The whirlwind 24 hours that led to export controls on Anthropic
politico.comHere's what I believe: it is extremely likely that the jailbreak wasn't real and was minor. There is no way Dario would have seen a real threatening jailbreak and specifically call out that there's nothing to do about it.
This is what Dario said about the jailbreak
> He pushed back on the administration’s concerns, defended the guardrails and argued that the type of bypass that occurred, which he believed to be specific, did not pose the same risk as a broader “jailbreak” that would allow it to be used without any of the guardrails put in place by Anthropic.
If I were to bet - whatever capabilities this jailbreak unlocked, you could have got it for older GPT and Claude models as well. I think think this whole thing was either a misunderstanding or deliberate move by the government to put Anthropic in its place.

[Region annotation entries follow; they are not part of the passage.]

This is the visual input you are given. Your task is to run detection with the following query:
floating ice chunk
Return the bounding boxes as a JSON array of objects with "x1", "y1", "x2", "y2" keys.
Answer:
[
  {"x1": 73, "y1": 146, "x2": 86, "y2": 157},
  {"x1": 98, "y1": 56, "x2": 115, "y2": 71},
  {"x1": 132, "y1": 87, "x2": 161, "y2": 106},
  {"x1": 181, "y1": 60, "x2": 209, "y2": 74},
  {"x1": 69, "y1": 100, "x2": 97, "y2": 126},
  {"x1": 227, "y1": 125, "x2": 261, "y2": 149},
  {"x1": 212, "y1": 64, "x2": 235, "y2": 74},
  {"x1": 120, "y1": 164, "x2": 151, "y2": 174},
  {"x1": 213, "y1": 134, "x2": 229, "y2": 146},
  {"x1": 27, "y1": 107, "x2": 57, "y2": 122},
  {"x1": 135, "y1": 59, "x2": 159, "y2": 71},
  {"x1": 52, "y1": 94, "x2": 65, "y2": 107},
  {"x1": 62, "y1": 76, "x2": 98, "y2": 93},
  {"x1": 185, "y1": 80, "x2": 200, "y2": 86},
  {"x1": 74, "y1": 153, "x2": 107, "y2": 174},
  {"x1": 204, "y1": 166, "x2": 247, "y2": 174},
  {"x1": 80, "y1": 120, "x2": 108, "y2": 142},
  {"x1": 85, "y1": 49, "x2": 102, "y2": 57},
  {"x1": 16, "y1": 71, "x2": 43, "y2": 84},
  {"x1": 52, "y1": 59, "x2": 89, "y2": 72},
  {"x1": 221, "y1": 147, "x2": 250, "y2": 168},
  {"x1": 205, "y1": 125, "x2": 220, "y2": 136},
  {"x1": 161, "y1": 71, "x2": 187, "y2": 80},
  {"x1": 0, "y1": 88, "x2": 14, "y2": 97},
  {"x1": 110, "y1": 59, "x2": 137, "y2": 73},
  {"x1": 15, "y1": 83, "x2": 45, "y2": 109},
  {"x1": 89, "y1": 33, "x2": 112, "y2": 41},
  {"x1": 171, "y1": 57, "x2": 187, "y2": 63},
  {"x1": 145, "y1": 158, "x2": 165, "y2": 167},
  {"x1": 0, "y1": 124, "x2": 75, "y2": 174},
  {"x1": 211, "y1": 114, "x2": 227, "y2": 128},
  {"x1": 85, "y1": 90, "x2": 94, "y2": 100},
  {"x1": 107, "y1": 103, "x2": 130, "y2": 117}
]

In the original release, Anthropic called out that they showed the government that exactly the same outcomes could be achieved with ChatGPT models. So you don't have to bet, they said it publicly.
Keep in mind family of the administration is heavily invested in OpenAI.
Discussions:
Amazon CEO's talks with U.S. officials triggered crackdown on Anthropic models
https://news.ycombinator.com/item?id=48519092
Statement on US government directive to suspend access to Fable 5 and Mythos 5
It’s longer than these 24 hours. Just 48 hours ago Dario Amodei wrote a long essay that argued for export controls on other parts of the AI supply chain. Anthropic has marketed Mythos as being too dangerous for months. Dario also has been fear mongering for years, like when he claimed GPT 2 was too dangerous.
With all of this, if there’s even a hint of a jailbreak, why would a) Anthropic not fix the issue, and b) why would they be surprised at an export ban?
The doomerism and safety theater and bid for regulatory capture has ironically hurt Anthropic itself. This company needs a new set of grown ups running it.
Because there wasn't any hint of a jailbreak - it wasn't a jailbreak.